[Stoves] Principles - draft from 2011

Tom Miles tmiles at trmiles.com
Sat Apr 6 11:24:35 CDT 2013


Jock,

Thanks for the resurrecting the principles draft. These are helpful
observations about the products of pyrolysis and gasification but I think
you have provided a narrow definition of desirable biochar qualities.  
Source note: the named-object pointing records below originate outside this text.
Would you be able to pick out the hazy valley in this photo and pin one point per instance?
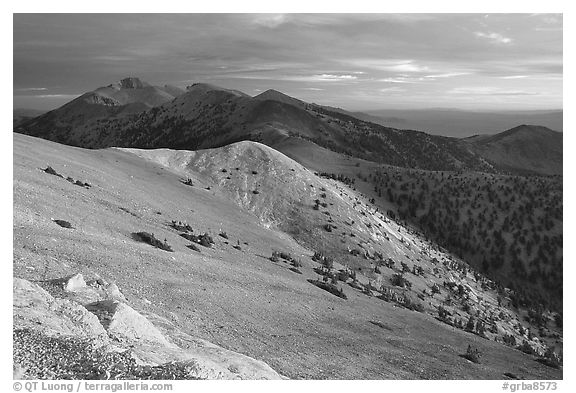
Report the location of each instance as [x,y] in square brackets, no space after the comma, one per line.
[293,234]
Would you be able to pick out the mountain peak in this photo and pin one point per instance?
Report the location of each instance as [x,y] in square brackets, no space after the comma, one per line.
[276,95]
[131,83]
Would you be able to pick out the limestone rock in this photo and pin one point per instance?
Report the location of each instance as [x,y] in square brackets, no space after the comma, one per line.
[123,323]
[35,308]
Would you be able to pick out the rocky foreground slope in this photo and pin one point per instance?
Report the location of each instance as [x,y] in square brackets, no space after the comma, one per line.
[133,114]
[88,331]
[220,272]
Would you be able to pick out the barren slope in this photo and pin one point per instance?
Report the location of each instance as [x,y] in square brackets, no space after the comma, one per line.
[238,298]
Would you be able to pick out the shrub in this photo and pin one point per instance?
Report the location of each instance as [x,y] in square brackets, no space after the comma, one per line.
[442,313]
[472,354]
[333,289]
[295,270]
[193,247]
[49,170]
[343,275]
[296,263]
[526,348]
[151,239]
[399,280]
[509,340]
[64,224]
[471,325]
[551,358]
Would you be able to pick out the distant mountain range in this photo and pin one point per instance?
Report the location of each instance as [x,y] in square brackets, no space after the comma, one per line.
[462,123]
[132,113]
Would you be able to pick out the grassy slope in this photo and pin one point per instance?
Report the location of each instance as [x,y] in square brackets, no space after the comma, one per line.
[237,299]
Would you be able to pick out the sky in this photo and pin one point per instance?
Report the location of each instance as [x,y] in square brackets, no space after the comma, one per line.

Your tests suggest discarding char that is hydrophobic (floaters), not
charred (brown bits), ashy (not neutral pH), smelly (creosote), or oily
(soap test). These are useful tests for characterizing the qualities of the
char but there is no reason to discard it because of these qualities. Just
use the chars appropriately. The floaters may serve to bulk a soil that may
be compacted. The incompletely charred material can also be used as an
amendment. It will eventually break down. Ashy char has more value as ash
than as char. I haven't seen a char yet with neutral pH. You may mean to say
that ashy char is likely to have a high pH and should be used appropriately.
>From what I have seen char that is oily or smells of creosote can be used to
growth abundant and healthy plants. 

Tom          

-----Original Message-----
From: Stoves [mailto:stoves-bounces at lists.bioenergylists.org] On Behalf Of
Jock Gill
Sent: Saturday, April 06, 2013 8:27 AM
To: Discussion of biomass cooking stoves
Subject: [Stoves] Principles - draft from 2011

Perhaps these will be of interest to those working on "standards".  There is
far more to stoves than simple "performance" characteristics.  In the best
of all possible worlds, stoves are able to contribute much more than clean
stack gasses.  It would be desirable to look at the full spectrum of
potential benefits when evaluating stoves. In the developed economies at
least, the saying is that "benefits sell".  The implication is that features
are not as powerful a motivations for adoption.